What's a good book to read that discusses the American West sometime between Lewis and Clark and the Civil War?

by KeScoBo

I've been reading a lot of biographies lately, and find they're a great way to learn a bit of history (my history classes in school were pretty bad). I recently finished "Undaunted Courage," which is a biography of Meriwether Lewis, and am currently reading Dorris Kerns Goodwin's book about Roosevelt, Taft and the muckrakers, and I was struck by the yawning gulf between knowing nothing about anything west of the Mississippi at the beginning of the 18th century, and to having everything settled at the beginning of the 19th.
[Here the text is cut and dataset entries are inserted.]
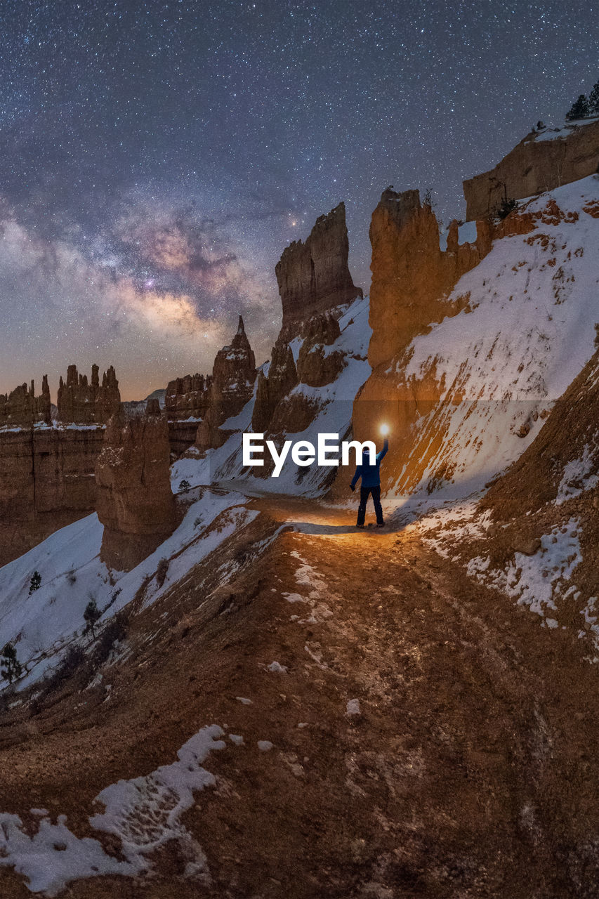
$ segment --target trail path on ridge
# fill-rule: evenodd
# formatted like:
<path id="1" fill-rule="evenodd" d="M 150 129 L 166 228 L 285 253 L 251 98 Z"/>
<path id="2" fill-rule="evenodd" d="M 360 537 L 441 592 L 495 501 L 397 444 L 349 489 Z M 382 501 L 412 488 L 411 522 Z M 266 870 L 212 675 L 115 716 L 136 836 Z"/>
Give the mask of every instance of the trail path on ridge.
<path id="1" fill-rule="evenodd" d="M 249 502 L 290 530 L 213 601 L 192 581 L 142 613 L 108 706 L 65 697 L 26 743 L 0 744 L 2 808 L 22 795 L 85 832 L 100 788 L 171 761 L 200 726 L 243 736 L 208 759 L 217 787 L 184 815 L 212 885 L 191 886 L 172 845 L 151 881 L 67 895 L 595 895 L 597 673 L 576 639 L 415 530 L 356 531 L 354 511 L 317 501 Z M 0 870 L 0 895 L 31 894 Z"/>

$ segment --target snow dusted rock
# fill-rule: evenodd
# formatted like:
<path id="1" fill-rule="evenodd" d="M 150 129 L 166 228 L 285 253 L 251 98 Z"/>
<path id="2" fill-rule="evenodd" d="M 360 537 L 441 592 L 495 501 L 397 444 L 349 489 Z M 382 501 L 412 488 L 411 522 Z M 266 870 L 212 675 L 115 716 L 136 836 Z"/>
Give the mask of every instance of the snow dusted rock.
<path id="1" fill-rule="evenodd" d="M 362 715 L 362 708 L 360 708 L 360 699 L 349 699 L 345 708 L 345 715 L 348 717 L 355 717 L 357 715 Z"/>
<path id="2" fill-rule="evenodd" d="M 94 510 L 103 436 L 100 425 L 0 429 L 0 565 Z"/>
<path id="3" fill-rule="evenodd" d="M 220 425 L 241 412 L 251 398 L 255 375 L 254 352 L 239 316 L 239 325 L 230 345 L 219 350 L 214 360 L 208 408 L 195 441 L 198 450 L 205 452 L 222 446 L 227 434 L 220 431 Z"/>
<path id="4" fill-rule="evenodd" d="M 474 243 L 460 246 L 457 226 L 450 230 L 447 250 L 439 243 L 439 226 L 417 191 L 383 191 L 371 222 L 372 339 L 368 359 L 375 368 L 407 347 L 416 334 L 434 322 L 455 315 L 467 305 L 465 297 L 446 294 L 460 276 L 473 268 L 484 253 Z"/>
<path id="5" fill-rule="evenodd" d="M 204 378 L 197 373 L 169 381 L 165 396 L 165 408 L 169 421 L 203 418 L 211 383 L 210 375 Z"/>
<path id="6" fill-rule="evenodd" d="M 105 424 L 121 405 L 119 382 L 111 367 L 104 371 L 100 384 L 97 365 L 92 366 L 92 381 L 87 375 L 77 373 L 76 365 L 69 365 L 67 383 L 60 378 L 58 384 L 58 420 L 65 423 Z"/>
<path id="7" fill-rule="evenodd" d="M 466 218 L 493 213 L 505 196 L 520 200 L 585 178 L 599 165 L 599 118 L 531 131 L 490 172 L 464 182 Z"/>
<path id="8" fill-rule="evenodd" d="M 164 415 L 112 416 L 95 466 L 102 558 L 110 567 L 130 570 L 173 532 L 169 464 Z"/>
<path id="9" fill-rule="evenodd" d="M 397 286 L 405 280 L 393 294 L 389 269 L 381 280 L 375 267 L 380 256 L 373 246 L 371 302 L 382 302 L 387 285 L 390 317 L 371 312 L 369 355 L 373 344 L 375 358 L 384 347 L 399 349 L 356 397 L 353 432 L 376 439 L 380 423 L 390 424 L 382 474 L 401 504 L 415 494 L 420 499 L 413 503 L 438 503 L 431 495 L 438 491 L 451 499 L 481 489 L 532 441 L 593 354 L 598 206 L 599 180 L 589 177 L 530 200 L 497 227 L 487 223 L 487 232 L 477 223 L 477 246 L 486 254 L 441 299 L 422 293 L 422 285 L 405 293 Z M 432 213 L 415 200 L 405 215 L 408 233 L 433 227 Z M 430 247 L 427 239 L 423 245 Z M 408 252 L 409 242 L 403 245 Z M 383 269 L 388 263 L 382 259 Z M 413 279 L 422 264 L 398 259 L 398 272 Z M 434 280 L 424 278 L 433 290 Z M 402 318 L 409 297 L 415 308 Z"/>
<path id="10" fill-rule="evenodd" d="M 317 316 L 309 322 L 298 356 L 298 375 L 302 384 L 322 387 L 339 376 L 344 357 L 332 344 L 340 334 L 339 322 L 330 313 Z"/>
<path id="11" fill-rule="evenodd" d="M 252 413 L 252 430 L 262 433 L 268 429 L 277 404 L 298 383 L 293 352 L 289 343 L 278 340 L 273 347 L 268 375 L 258 372 L 255 402 Z"/>
<path id="12" fill-rule="evenodd" d="M 285 248 L 275 269 L 282 304 L 282 336 L 289 340 L 300 334 L 314 315 L 362 296 L 352 280 L 348 254 L 344 203 L 317 218 L 306 243 L 296 240 Z"/>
I've obviously heard about "the wild west" in pop culture, but is there a good book or biography that you'd recommend that would give me a sense of that time period?

Borimi

I have a couple you could chew on. Check out Daniel Walker Howe's What Hath God Wrought which is a great overall history of the period. It also spends a lot of time on the development and integration of the West (which at that period meant the Midwest and some of the Plains). It only goes up to about 1842, though.

Another interesting one might be Cronon's Nature's Metropolis which looks at Chicago's development as a commercial hub connecting the East and the West from about the 1830s onward. Both are pretty long but accessible.

If you're looking more about stuff west of the Rockies, check out Kornel Chang's Pacific Connections, a great transnational study of the Pacific Northwest.